Final point- estimations are reality

It’s very much worth pointing out that seemingly all the research done on g tolerance has been on military subjects, and some astronauts. Compared to modern day people, very fit subjects. The tolerance of everyday people will almost assuredly be lower, barring no training. Call it an average 3 g tolerance instead of 4, and we have a more significant concern.

To complicate matters further, we did say body mass can increase g tolerance. People are heavier now, but more than likely they still won’t have as much muscle on them as these subjects. Modern life is a version of bedrest compared to the 50s.

The reality is we’re not going to know how people do until they start launching. A great deal of g research is 30-60 years old. The experiments the military did was fucking awesome insane. Nobody is getting away with doing that these days, least of all a private company. Instead, companies will do the best they can, people will sign waivers, and we’ll see what happens.

In my view, making physical preparedness an even smarter move. The point here is mainly that. Not we should at all avoid these activities. Rather, exercise, a physically in-shape body, makes almost any variable one can think of go smoother. G forces included.

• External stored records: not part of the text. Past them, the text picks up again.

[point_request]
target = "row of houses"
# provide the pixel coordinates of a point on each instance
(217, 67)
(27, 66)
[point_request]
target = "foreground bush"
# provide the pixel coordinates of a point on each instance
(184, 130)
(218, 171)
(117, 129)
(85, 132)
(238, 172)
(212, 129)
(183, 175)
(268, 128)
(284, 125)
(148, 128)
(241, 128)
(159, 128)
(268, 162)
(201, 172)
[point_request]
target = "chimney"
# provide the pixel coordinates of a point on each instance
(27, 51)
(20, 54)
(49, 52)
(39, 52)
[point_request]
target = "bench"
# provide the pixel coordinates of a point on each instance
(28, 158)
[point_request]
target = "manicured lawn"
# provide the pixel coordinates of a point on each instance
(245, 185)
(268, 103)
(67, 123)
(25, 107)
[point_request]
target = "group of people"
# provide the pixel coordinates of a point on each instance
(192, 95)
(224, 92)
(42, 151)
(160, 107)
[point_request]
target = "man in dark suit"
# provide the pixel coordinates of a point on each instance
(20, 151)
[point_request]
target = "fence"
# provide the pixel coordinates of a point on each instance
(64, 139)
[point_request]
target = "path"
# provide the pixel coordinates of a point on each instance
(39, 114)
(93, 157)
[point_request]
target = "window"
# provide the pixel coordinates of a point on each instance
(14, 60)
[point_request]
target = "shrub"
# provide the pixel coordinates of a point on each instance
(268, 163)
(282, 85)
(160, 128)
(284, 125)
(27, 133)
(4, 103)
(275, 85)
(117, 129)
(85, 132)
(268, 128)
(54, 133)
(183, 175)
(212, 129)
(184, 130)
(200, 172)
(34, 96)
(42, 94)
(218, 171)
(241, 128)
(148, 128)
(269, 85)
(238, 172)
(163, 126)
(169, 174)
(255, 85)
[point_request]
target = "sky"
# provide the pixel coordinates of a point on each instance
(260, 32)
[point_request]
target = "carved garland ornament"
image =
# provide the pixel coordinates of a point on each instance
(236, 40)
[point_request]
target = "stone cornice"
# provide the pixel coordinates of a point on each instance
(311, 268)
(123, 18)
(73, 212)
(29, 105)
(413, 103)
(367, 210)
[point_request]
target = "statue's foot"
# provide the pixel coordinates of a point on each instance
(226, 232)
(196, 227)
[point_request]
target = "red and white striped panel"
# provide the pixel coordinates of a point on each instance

-> If one does get whiplash, being physically active also improves the prognosis.

What characterizes individuals developing chronic whiplash?: The Nord-Trøndelag Health Study

 

One thing I love about looking at space is it gives insight into everyday Earth experiences.

Notice how much there is to consider here for a single aerospace variable. Entire conferences and books have been done on this topic. Thousands of pages written. You can do innumerable missions where barely any of this has to be considered if humans are not on board. In other words, notice how much humans muck everything up.

There is an inherent appreciation for rocket science. It’s a cliche for difficulty. Meanwhile we have space ships all over the solar system, we’ve landed multiple robots on Mars, SpaceX and Blue Origin have launched numerous times to space, much of this is based off math conjured up hundreds of years ago, yet humans haven’t completely left Earth for nearly five decades (even the International Space Station touches the atmosphere!), nor has SpaceX or Blue Origin launched a human yet. Companies with thousands of employees. Some dude and his garage has gotten to space:

The human factor is an under appreciated reason why rocket science is so hard.